So you want to make beer?

Beer is one of the world's oldest beverages, dating back to the 6th millennium BC. Fortunately it is fairly easy to make a great tasting beer at home in about 4 weeks without spending a fortune.


You can probably get everything you need to start for $100 - $150  and it can be found on our site. Here is what you need.

  1. Primary fermenter
  2. Airlock and stopper
  3. Plastic hose
  4. Bottling bucket
  5. Bottles
  6. Bottle brush
  7. Bottle capper (if glass bottles are used)
  8. Stick-on thermometer
  9. Hopped malt concentrate kit


A brewpot is a huge pot made of stainless steel or enamel-coated metal which is of at least 16-quart capacity. You might have a pot at home, but if it's made of aluminum you can't use it.

Primary fermenter

The primary fermenter is where the wort goes after you've boiled it. The primary fermenter must have a minimum capacity of 7 gallons, and a lid which seals airtight and accommodates the airlock and rubber stopper.

Airlock and stopper

The airlock is a handy gadget which allows carbon dioxide to escape from your primary fermenter during fermentation, thus keeping it from exploding, but doesn't allow any of the bad air from outside to enter your beer's hygienic little world.

Plastic hose

This an ordinary five-foot length of food-grade plastic hose. You need it to siphon beer from place to place, and you need to keep it clean and free of kinks or leaks.

Bottling bucket

This is a large, plastic bucket with a spigot at the bottom. It must be at least as big as your primary fermenter, because you need to pour all the liquid from your primary fermenter into your bottling bucket prior to bottling your beer.
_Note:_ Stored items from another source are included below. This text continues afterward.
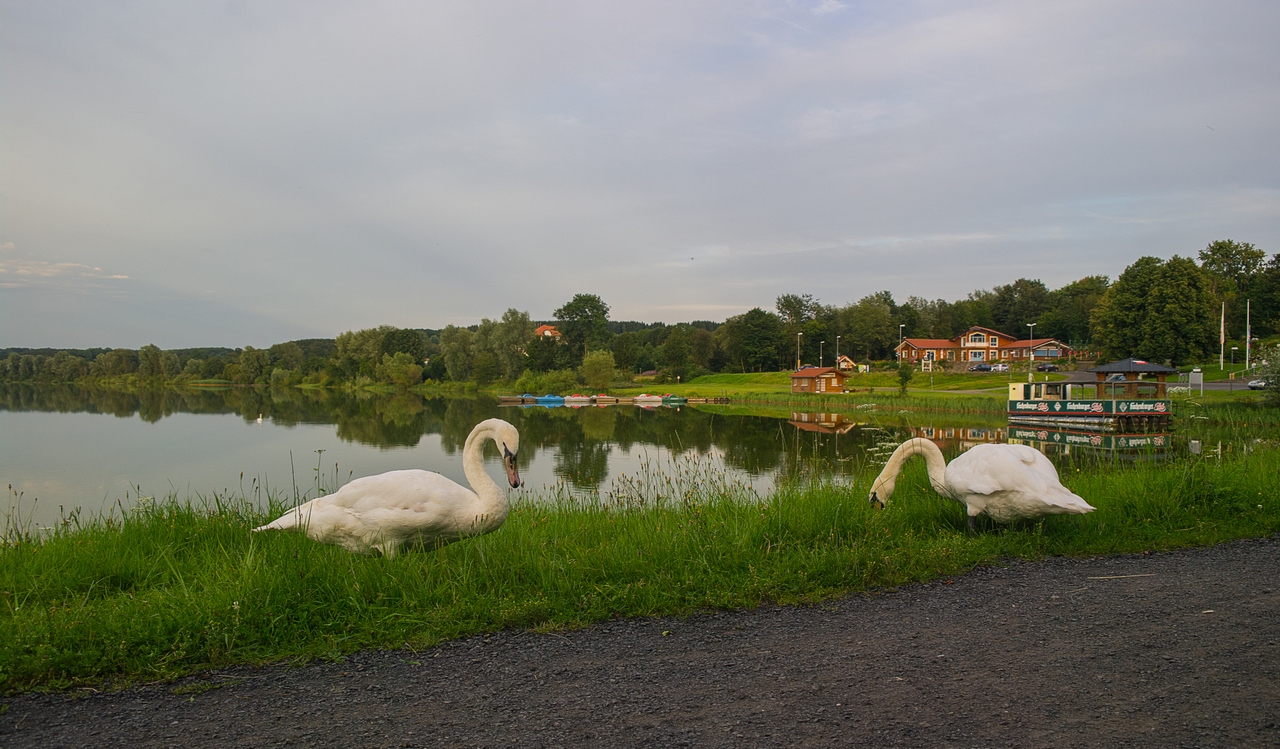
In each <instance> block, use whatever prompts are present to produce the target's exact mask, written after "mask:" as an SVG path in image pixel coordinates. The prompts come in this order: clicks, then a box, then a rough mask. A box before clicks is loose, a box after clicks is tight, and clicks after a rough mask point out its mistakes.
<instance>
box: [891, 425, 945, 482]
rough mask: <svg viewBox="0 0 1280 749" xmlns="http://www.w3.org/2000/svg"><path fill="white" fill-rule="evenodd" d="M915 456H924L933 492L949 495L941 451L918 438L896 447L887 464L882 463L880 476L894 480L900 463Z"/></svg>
mask: <svg viewBox="0 0 1280 749" xmlns="http://www.w3.org/2000/svg"><path fill="white" fill-rule="evenodd" d="M916 455H920V456H924V463H925V465H927V466H928V467H929V484H932V485H933V490H934V492H937V493H938V494H942V495H943V497H947V495H950V494H948V493H947V481H946V476H947V460H946V458H945V457H942V451H941V449H938V446H936V444H933V443H932V442H929V440H928V439H922V438H919V437H914V438H911V439H908V440H906V442H904V443H902V444H900V446H897V449H895V451H893V455H891V456H890V457H888V462H887V463H884V470H883V471H881V476H893V478H896V476H897V475H899V474H900V472H901V471H902V463H905V462H906V461H908V458H910V457H911V456H916Z"/></svg>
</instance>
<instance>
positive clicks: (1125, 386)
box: [1089, 358, 1178, 398]
mask: <svg viewBox="0 0 1280 749" xmlns="http://www.w3.org/2000/svg"><path fill="white" fill-rule="evenodd" d="M1089 371H1092V373H1094V374H1097V375H1098V397H1100V398H1101V397H1102V388H1103V387H1106V382H1107V375H1111V374H1123V375H1124V385H1123V387H1124V397H1125V398H1137V397H1138V375H1144V374H1152V375H1156V397H1157V398H1164V397H1165V378H1167V376H1169V375H1171V374H1178V370H1176V369H1172V367H1167V366H1165V365H1161V364H1151V362H1149V361H1143V360H1140V358H1121V360H1120V361H1112V362H1111V364H1103V365H1102V366H1096V367H1093V369H1091V370H1089ZM1111 388H1112V392H1114V388H1115V385H1111Z"/></svg>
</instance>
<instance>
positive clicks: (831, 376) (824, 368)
mask: <svg viewBox="0 0 1280 749" xmlns="http://www.w3.org/2000/svg"><path fill="white" fill-rule="evenodd" d="M844 391H845V373H842V371H840V370H838V369H836V367H833V366H806V367H805V369H801V370H799V371H794V373H791V392H792V393H841V392H844Z"/></svg>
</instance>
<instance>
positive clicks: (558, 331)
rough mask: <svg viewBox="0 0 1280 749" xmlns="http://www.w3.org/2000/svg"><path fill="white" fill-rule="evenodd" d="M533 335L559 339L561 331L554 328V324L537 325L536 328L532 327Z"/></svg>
mask: <svg viewBox="0 0 1280 749" xmlns="http://www.w3.org/2000/svg"><path fill="white" fill-rule="evenodd" d="M534 335H536V337H539V338H554V339H556V341H559V335H561V333H559V330H557V329H556V325H539V326H538V328H534Z"/></svg>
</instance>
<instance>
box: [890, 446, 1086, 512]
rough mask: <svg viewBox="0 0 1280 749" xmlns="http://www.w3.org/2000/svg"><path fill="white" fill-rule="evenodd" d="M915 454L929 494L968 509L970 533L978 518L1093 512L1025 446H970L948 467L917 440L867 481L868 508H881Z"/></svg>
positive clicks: (940, 456) (1030, 448) (1033, 449)
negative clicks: (899, 472) (871, 505)
mask: <svg viewBox="0 0 1280 749" xmlns="http://www.w3.org/2000/svg"><path fill="white" fill-rule="evenodd" d="M915 455H923V456H924V462H925V463H927V465H928V467H929V484H932V485H933V490H934V492H937V493H938V494H942V495H943V497H950V498H951V499H956V501H957V502H963V503H964V504H965V506H966V507H968V508H969V533H974V530H975V529H974V517H977V516H978V515H982V513H986V515H987V516H989V517H991V519H992V520H995V521H996V522H1011V521H1014V520H1020V519H1024V517H1043V516H1046V515H1083V513H1085V512H1093V507H1091V506H1089V503H1088V502H1085V501H1084V499H1082V498H1080V497H1076V495H1075V494H1073V493H1071V492H1070V490H1069V489H1068V488H1066V487H1064V485H1062V481H1060V480H1059V479H1057V469H1055V467H1053V463H1051V462H1050V461H1048V458H1047V457H1044V456H1043V455H1041V452H1039V451H1037V449H1033V448H1029V447H1027V446H1025V444H979V446H974V447H972V448H969V451H968V452H965V453H964V455H961V456H959V457H957V458H956V460H954V461H951V465H947V461H946V458H943V457H942V451H941V449H938V446H936V444H933V443H932V442H929V440H928V439H920V438H913V439H908V440H906V442H904V443H902V444H900V446H899V447H897V449H895V451H893V455H891V456H890V458H888V462H887V463H886V465H884V470H883V471H881V475H878V476H876V480H874V481H872V493H870V502H872V504H879V506H881V507H884V504H886V503H887V502H888V498H890V495H891V494H893V483H895V481H896V480H897V474H899V472H901V470H902V463H905V462H906V460H908V458H910V457H911V456H915Z"/></svg>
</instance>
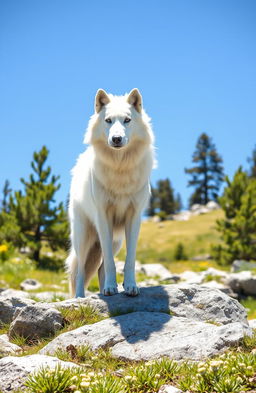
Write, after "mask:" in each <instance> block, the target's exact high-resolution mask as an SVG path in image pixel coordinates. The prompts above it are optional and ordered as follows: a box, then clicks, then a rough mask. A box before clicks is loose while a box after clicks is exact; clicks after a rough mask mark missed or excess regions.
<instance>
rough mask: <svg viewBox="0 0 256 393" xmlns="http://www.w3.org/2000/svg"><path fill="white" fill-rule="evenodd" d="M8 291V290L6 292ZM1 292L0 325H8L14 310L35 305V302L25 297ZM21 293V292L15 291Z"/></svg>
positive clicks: (14, 294)
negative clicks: (28, 305)
mask: <svg viewBox="0 0 256 393" xmlns="http://www.w3.org/2000/svg"><path fill="white" fill-rule="evenodd" d="M8 291H9V290H8ZM6 292H7V291H3V292H2V293H1V295H0V325H1V323H2V324H4V323H10V322H11V321H12V320H13V318H14V314H15V312H16V310H18V309H20V308H23V307H26V306H28V305H32V304H35V301H34V300H32V299H28V298H27V297H25V296H20V295H19V294H18V295H15V294H12V292H7V293H6ZM17 292H21V291H17Z"/></svg>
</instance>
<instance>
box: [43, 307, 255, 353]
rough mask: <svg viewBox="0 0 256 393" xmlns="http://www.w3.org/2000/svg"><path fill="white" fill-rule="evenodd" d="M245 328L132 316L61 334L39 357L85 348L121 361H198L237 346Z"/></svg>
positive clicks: (108, 318)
After primary fermentation, you place the beer in bottles for secondary fermentation and storage. The best kind of bottles are solid glass ones with smooth tops (not the twist-off kind) that will accept a cap from a bottle capper.

Bottle brush

This is a thin brush which you can insert into a bottle in order to clean it out really well.

Bottle capper and caps

The best sort of bottle capper is one which can be affixed to a surface and worked with one hand while you hold the bottle with the other. I have used the cheaper ones which require two hands on the capper and they work fine, you also need to buy bottle caps.

Stick-on thermometer

This is a thermometer which you can apply to the side of your primary fermenter. They look like thin strips of plastic and they are the same as the ones used on aquariums.  

Hopped malt concentrate kit

I would start with a Coopers kit, they have many different styles of beer to choose from.